He wasn't here to rescue me. The audacity of this man, standing up there playing the righteous executioner when his hands were dirtier than anyone's. He was hunting us to erase the shame I’d brought the family.
The ravine was a trap, and we were the rats.
"He's not coming for me," I muttered, pressing my weight down on Angelo's shoulder. "He’s going to kill us both. Bastardo, listen to him."
Angelo reached out with a trembling hand, his bloody fingers leaving thick smears across my pale forearm.
His skin was already graying from the blood loss, his iron-hard exterior finally crumbling into something terrifyingly fragile.
He tried to push me away, shoving me toward the climbing path with a weak, uncoordinated flex of his good arm.
"Go back, Fiorella," he rasped, his words slurring together.

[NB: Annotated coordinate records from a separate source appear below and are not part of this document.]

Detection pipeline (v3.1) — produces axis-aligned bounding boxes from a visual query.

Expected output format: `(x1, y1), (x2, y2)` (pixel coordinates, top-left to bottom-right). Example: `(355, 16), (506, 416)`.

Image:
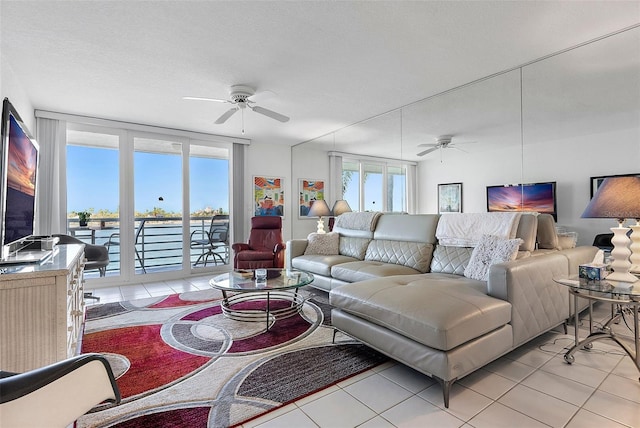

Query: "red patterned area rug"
(77, 290), (387, 428)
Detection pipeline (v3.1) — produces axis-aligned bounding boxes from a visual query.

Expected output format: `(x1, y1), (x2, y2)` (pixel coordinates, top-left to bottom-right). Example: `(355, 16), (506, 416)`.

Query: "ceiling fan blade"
(250, 106), (289, 122)
(182, 97), (230, 103)
(418, 147), (438, 156)
(215, 107), (239, 125)
(248, 89), (278, 103)
(449, 146), (469, 153)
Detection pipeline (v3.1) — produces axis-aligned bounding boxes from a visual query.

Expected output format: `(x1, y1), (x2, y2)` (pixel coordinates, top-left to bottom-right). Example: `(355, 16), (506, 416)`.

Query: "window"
(66, 122), (231, 281)
(342, 158), (408, 212)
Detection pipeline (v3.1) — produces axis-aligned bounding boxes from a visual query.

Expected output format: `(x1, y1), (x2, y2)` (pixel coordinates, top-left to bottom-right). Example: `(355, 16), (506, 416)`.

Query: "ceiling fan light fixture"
(184, 85), (289, 127)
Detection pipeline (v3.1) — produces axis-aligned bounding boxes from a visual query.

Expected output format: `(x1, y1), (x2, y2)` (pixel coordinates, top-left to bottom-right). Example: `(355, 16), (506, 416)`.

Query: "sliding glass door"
(131, 135), (182, 274)
(66, 123), (231, 283)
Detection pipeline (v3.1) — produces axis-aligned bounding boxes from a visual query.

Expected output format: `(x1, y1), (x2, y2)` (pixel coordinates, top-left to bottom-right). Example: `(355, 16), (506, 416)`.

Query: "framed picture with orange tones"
(253, 176), (284, 217)
(298, 179), (324, 219)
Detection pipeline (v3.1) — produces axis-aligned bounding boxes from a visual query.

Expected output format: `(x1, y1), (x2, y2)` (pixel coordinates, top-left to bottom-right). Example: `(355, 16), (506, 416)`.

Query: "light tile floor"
(87, 276), (640, 428)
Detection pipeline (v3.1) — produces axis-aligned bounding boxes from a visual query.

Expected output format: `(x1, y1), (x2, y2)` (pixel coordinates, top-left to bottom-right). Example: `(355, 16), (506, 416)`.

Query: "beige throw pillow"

He coughed, a wet, rattling sound from deep in his chest that sent a fine spray of blood hot against my cheek. "Tell them I drugged you. Let me go."
He was trying to play the martyr. After everything he’d put me through, after dragging me out of that masquerade ball and systematically dismantling my entire reality, he wanted to die on this ledge to give me a chance at a lie.
Fucking idiot. He thought I was still that girl in the silk dress who cared about the family name.
I snatched his jaw, digging my nails hard into the rough stubble on his chin to force his heavy, oil-slick eyes to lock onto mine.
"You don't get to die," I snarled, shaking my head in a violent refusal.
I leaned in and crushed my mouth against his.
It wasn't romantic; it was a desperate, bruising transfusion of willpower.
I bit his bottom lip hard enough to taste fresh copper, demanding he stay awake.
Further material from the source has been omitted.